PanelWrights President Al Cobb, who has consulted on a number of previous Solar Decathlon projects, sees SIPs as the ideal building envelope system for student design teams seeking extremely high levels of home performance.
“When the chips are down and you really need your house to perform because you are trying to win a competition, university students don’t have to look very hard to figure out what building system is the obvious choice for an energy-efficient building envelope,” said Cobb.  “It is interesting to note that in a competition that demands high levels of energy efficiency, SIPs or similar building systems make up a large percentage of the builds.”
Looking to appeal to a younger generation of homeowners, the Stanford team created the Start.Home, an affordable zero energy home designed to “lower the entry barrier to ultra-efficient housing.”  At the core of the design are SIP walls, a SIP roof, and a SIP floor provided by R-Control SIP manufacturer ACH Foam Technologies and AFM Corporation.  
The SIPs and all other structural building components are designed on a modular grid system, allowing for easy design modifications and hassle-free additions to existing homes.
“We have worked on numerous ‘built projects’ with DOE and the Environmental Protection Agency (EPA) for years in developing the ‘preferred envelope system’ for realizing zero and near net zero building designs,” said AFM Corporation President Mike Tobin.  “The Solar Decathlon is simply an extension of our work with DOE and the EPA going back many, many years.  We were attracted to the Stanford project due to the fact that these earlier developed net zero building concepts are being forwarded by Stanford.”
Students from The Catholic University of America, George Washington University, and American University designed the HARVEST HOME to "facilitate a lifestyle of healing and rejuvenation."  Returning war veterans and others will find a house that is fully ADA compliant and equipped with physical activity sensors that can be used to gather data for physical therapy.  

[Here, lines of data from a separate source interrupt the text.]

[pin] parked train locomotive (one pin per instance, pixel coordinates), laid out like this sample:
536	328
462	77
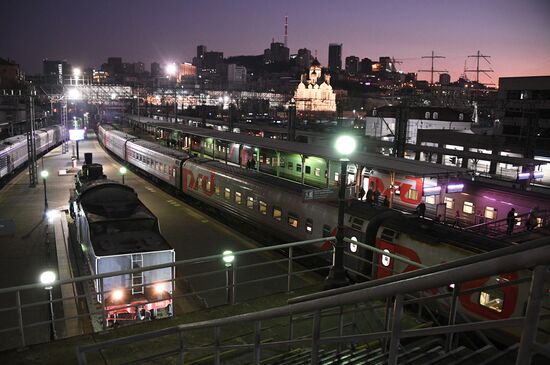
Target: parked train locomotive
278	207
13	150
118	232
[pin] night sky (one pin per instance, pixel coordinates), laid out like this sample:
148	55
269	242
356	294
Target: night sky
515	33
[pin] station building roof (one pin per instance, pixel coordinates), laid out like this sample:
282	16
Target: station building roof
370	160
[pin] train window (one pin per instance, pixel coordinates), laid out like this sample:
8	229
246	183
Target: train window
492	299
262	206
412	194
277	213
250	202
468	208
293	220
309	225
353	246
490	213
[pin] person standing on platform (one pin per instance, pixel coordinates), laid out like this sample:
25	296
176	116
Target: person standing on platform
361	193
456	223
510	221
421	209
369	196
376	197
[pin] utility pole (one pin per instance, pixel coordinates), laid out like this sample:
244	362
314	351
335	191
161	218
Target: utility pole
431	70
31	146
477	69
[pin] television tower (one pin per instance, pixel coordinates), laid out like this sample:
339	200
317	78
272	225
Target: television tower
477	69
286	30
431	70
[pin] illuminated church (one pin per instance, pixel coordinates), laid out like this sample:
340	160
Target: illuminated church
313	96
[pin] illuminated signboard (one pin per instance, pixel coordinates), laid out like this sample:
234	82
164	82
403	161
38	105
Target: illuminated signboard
455	188
76	134
432	190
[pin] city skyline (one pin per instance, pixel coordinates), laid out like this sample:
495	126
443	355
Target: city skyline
85	34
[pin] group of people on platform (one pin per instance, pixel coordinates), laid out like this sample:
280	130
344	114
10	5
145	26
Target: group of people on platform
373	197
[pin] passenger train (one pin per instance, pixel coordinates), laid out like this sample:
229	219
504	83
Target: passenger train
13	150
278	207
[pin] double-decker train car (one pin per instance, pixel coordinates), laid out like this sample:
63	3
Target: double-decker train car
118	233
13	150
278	206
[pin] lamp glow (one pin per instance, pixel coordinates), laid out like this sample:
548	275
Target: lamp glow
228	257
345	145
47	278
117	295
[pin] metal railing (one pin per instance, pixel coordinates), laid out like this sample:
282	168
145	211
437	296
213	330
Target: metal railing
256	272
499	228
530	259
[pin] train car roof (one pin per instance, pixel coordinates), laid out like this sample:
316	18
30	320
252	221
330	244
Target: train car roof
372	160
250	176
124	243
106	199
179	155
426	230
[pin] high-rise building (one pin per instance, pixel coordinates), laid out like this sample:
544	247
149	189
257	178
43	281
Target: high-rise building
155	69
277	52
444	79
335	57
201	50
365	66
114	65
352	65
236	73
212	59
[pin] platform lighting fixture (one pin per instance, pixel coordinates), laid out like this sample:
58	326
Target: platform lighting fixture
117	295
47	278
228	257
123	170
44	174
337	277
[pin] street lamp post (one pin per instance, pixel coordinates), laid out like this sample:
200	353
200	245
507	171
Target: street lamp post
47	278
44	174
171	70
337	276
228	259
123	170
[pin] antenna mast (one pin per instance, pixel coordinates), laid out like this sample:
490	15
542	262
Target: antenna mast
431	70
477	69
286	30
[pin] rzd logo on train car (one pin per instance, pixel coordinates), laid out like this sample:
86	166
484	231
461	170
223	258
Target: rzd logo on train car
404	186
206	183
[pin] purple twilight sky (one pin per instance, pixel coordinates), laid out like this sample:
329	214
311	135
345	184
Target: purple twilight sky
515	33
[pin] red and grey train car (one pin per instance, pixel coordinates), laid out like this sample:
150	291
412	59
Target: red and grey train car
278	207
13	150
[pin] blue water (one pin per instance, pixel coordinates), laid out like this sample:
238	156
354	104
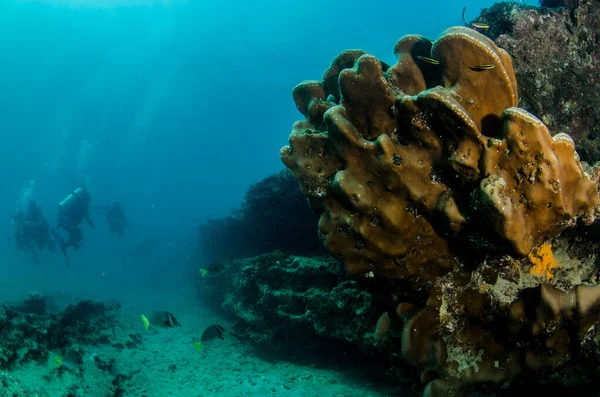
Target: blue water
171	107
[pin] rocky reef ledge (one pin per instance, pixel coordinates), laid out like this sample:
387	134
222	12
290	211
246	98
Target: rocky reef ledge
62	346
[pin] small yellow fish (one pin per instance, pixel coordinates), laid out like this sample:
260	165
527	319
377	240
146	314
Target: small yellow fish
146	322
198	345
486	66
481	26
428	60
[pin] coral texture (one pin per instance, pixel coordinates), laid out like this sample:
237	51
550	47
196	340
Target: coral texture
556	54
425	174
396	176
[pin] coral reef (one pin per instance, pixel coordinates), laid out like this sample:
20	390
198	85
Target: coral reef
560	3
274	215
278	298
30	335
555	53
428	178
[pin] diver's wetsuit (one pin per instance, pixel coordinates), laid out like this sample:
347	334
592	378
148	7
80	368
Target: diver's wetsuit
71	212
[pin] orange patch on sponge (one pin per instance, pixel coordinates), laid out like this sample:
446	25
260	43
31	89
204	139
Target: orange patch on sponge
543	261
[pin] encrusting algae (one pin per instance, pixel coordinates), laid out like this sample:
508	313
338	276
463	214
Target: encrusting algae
543	261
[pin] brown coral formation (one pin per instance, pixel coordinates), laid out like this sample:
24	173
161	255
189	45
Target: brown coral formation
412	168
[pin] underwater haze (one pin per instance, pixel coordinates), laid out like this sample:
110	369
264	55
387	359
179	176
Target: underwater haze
173	108
175	112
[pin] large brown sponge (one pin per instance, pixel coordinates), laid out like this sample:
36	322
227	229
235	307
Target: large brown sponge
410	166
397	173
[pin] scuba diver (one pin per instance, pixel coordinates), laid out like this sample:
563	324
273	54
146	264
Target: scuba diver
71	212
32	231
115	217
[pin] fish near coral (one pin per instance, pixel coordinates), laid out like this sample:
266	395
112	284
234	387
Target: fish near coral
160	319
211	332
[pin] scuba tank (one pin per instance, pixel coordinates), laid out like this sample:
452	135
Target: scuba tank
71	199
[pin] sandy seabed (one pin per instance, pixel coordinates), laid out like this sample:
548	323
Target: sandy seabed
165	363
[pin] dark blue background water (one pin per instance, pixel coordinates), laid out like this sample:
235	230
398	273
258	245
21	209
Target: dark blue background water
171	107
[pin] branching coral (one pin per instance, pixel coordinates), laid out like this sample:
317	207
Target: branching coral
411	166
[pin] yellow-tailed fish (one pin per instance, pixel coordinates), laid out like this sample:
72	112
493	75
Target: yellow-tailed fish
486	66
428	60
146	322
198	345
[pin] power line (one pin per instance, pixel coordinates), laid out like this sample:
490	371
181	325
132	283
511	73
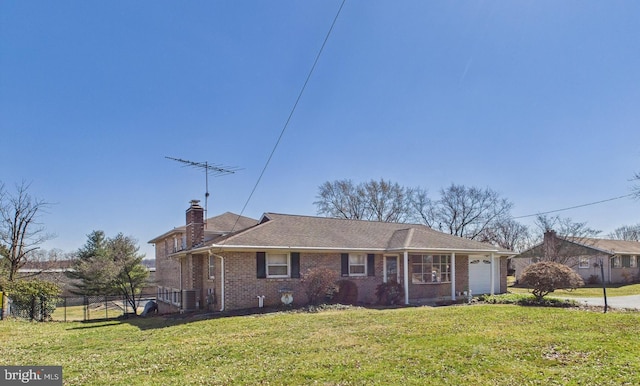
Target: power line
293	109
575	207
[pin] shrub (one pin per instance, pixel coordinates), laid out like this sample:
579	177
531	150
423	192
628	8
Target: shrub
593	279
33	299
527	300
547	276
319	284
347	292
390	293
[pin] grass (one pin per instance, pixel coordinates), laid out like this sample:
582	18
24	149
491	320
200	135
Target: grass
458	345
588	291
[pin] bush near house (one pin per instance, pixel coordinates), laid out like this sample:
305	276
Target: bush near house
319	285
32	299
390	293
547	276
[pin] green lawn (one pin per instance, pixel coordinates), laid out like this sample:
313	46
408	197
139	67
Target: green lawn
457	345
589	291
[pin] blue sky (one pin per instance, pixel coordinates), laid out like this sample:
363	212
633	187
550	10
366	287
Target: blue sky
537	100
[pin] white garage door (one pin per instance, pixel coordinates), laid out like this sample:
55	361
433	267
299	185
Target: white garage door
480	275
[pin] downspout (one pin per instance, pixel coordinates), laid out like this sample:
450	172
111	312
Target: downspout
221	280
181	309
493	274
406	277
453	276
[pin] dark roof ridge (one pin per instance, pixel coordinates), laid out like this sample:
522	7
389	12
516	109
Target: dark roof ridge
410	225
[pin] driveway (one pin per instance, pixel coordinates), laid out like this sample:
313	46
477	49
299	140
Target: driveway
630	302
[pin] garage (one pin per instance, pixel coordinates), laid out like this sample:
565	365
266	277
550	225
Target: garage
480	275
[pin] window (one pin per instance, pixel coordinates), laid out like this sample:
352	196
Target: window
277	265
616	262
212	267
430	269
584	262
357	264
629	261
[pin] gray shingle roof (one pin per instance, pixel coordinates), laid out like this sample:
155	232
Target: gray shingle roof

SIPs for the home were provided by IntelliStructures and Acme Panel Company.
The University of Louisville, Ball State University, and the University of Kentucky make up the Kentucky/Indiana team.  Their Phoenix House aims to provide permanent housing in the wake of a natural disaster.  It can be assembled quickly using precut SIPs and is clad with durable exterior finishes.  The bathroom doubles as a storm shelter with a steel door and reinforced walls.  
With solar power, solar hot water and water recycling, the Phoenix House is less reliant on non-renewable sources of energy in the event of a natural disaster.